Alta rentabilidad. Monoambientes de 18 m². (Narchitects)

Como «una trampa» define el arquitecto Federico Kulekdjian, en una columna de opinión publicada en el diario Tiempo Argentino, a la tendencia del mercado inmobiliario a desarrollar unidades cada vez más pequeñas –a partir de 18 metros cuadrados–. «La trampa» consistiría en habilitar estas propiedades como estudios profesionales, ya que los códigos de edificación no permiten viviendas tan pequeñas. «Lo que está claro –asegura Kulekdjian– es que se trata de un negocio con una baja inversión y alta rentabilidad, en un contexto donde las propiedades tuvieron un alza en dólares descomunal.
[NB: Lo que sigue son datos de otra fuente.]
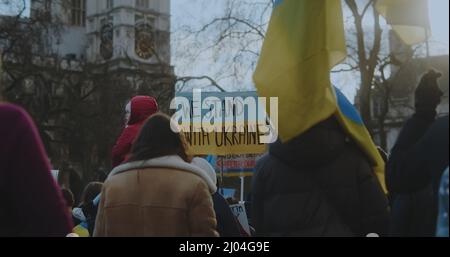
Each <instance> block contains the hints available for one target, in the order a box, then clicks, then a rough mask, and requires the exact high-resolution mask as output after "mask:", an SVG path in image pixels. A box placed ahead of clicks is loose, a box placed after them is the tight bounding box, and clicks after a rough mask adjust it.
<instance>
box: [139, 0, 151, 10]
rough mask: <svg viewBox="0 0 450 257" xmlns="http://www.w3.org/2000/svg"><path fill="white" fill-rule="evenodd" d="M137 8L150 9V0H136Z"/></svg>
mask: <svg viewBox="0 0 450 257" xmlns="http://www.w3.org/2000/svg"><path fill="white" fill-rule="evenodd" d="M136 8H140V9H148V8H149V1H148V0H136Z"/></svg>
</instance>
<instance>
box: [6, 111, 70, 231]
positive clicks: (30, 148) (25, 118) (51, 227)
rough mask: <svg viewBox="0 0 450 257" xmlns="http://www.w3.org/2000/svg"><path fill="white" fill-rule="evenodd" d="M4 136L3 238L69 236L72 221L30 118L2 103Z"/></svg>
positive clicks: (27, 115) (26, 115) (33, 124)
mask: <svg viewBox="0 0 450 257" xmlns="http://www.w3.org/2000/svg"><path fill="white" fill-rule="evenodd" d="M0 137H1V139H0V142H1V143H0V202H1V203H2V208H0V236H12V237H17V236H58V237H60V236H66V235H67V234H69V233H70V232H71V231H72V227H73V226H72V220H71V219H70V215H69V214H68V213H67V207H66V204H65V202H64V199H63V197H62V193H61V189H60V188H59V186H58V185H57V184H56V181H55V180H54V179H53V177H52V175H51V172H50V170H51V168H50V163H49V161H48V157H47V155H46V153H45V150H44V147H43V145H42V142H41V139H40V137H39V134H38V132H37V129H36V127H35V125H34V123H33V121H32V119H31V118H30V116H29V115H28V114H27V113H26V112H25V111H24V110H23V109H22V108H20V107H17V106H14V105H9V104H0Z"/></svg>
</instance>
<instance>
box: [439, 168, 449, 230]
mask: <svg viewBox="0 0 450 257" xmlns="http://www.w3.org/2000/svg"><path fill="white" fill-rule="evenodd" d="M437 236H438V237H449V234H448V168H447V170H446V171H445V173H444V175H443V176H442V181H441V188H440V190H439V217H438V229H437Z"/></svg>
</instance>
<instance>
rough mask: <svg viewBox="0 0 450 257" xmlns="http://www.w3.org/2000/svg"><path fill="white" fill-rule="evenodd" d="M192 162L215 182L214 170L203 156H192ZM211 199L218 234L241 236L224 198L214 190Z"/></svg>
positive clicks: (225, 236)
mask: <svg viewBox="0 0 450 257" xmlns="http://www.w3.org/2000/svg"><path fill="white" fill-rule="evenodd" d="M192 164H193V165H195V166H197V167H199V168H201V169H203V170H204V171H206V172H207V174H208V176H209V177H210V178H211V180H212V181H213V183H214V184H217V174H216V171H215V170H214V168H213V167H212V166H211V164H209V162H208V161H207V160H205V159H203V158H194V159H193V160H192ZM212 199H213V204H214V212H215V214H216V220H217V232H219V235H220V236H221V237H241V232H240V231H239V224H238V222H239V221H237V220H236V218H235V217H234V215H233V212H232V211H231V209H230V206H229V205H228V203H227V201H226V200H225V198H224V197H223V196H222V195H221V194H219V192H217V191H216V192H214V193H213V194H212Z"/></svg>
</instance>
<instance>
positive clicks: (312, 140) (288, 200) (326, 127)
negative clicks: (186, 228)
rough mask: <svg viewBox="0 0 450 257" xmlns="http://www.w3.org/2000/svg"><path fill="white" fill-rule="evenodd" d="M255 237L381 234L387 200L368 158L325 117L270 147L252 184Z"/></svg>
mask: <svg viewBox="0 0 450 257" xmlns="http://www.w3.org/2000/svg"><path fill="white" fill-rule="evenodd" d="M252 199H253V202H252V212H251V213H252V223H253V225H254V228H255V230H256V235H257V236H300V237H301V236H308V237H309V236H366V235H367V234H369V233H377V234H379V235H384V234H386V232H387V225H388V217H389V215H388V204H387V199H386V197H385V195H384V193H383V191H382V188H381V185H380V184H379V182H378V180H377V178H376V176H375V175H374V172H373V170H372V168H371V165H370V163H369V162H368V161H367V160H366V158H365V156H364V155H363V154H362V153H361V152H360V151H359V149H358V148H357V146H356V145H354V143H353V142H352V141H351V139H350V138H349V137H347V136H346V135H345V133H344V132H343V131H342V129H341V128H340V126H339V124H338V122H337V121H336V120H335V119H328V120H326V121H324V122H322V123H320V124H319V125H317V126H315V127H313V128H312V129H310V130H308V131H307V132H305V133H303V134H302V135H300V136H298V137H296V138H294V139H293V140H291V141H289V142H287V143H285V144H282V143H280V142H277V143H275V144H272V145H271V146H270V150H269V154H267V155H265V156H263V157H262V158H261V159H260V160H258V162H257V166H256V175H255V176H254V178H253V187H252Z"/></svg>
Ahora, que la única solución para mejorar el acceso a la vivienda surja desde el mercado y no desde el Estado es una señal de que la vivienda no es un derecho, sino una mercancía». Augusto Penedo, presidente del Consejo Profesional de Arquitectura y Urbanismo, aboga por una modificación de las normas de edificación para permitir departamentos más chicos y considera que los microdepartamentos constituyen una solución para garantizar una vivienda accesible a una franja importante de la población. «Los “inversores” –aseguró, en cambio, en una entrevista con el diario Clarín, el arquitecto Rodolfo Livingston– estarán encantados con esta propuesta de construir pajareras cada vez más chicas».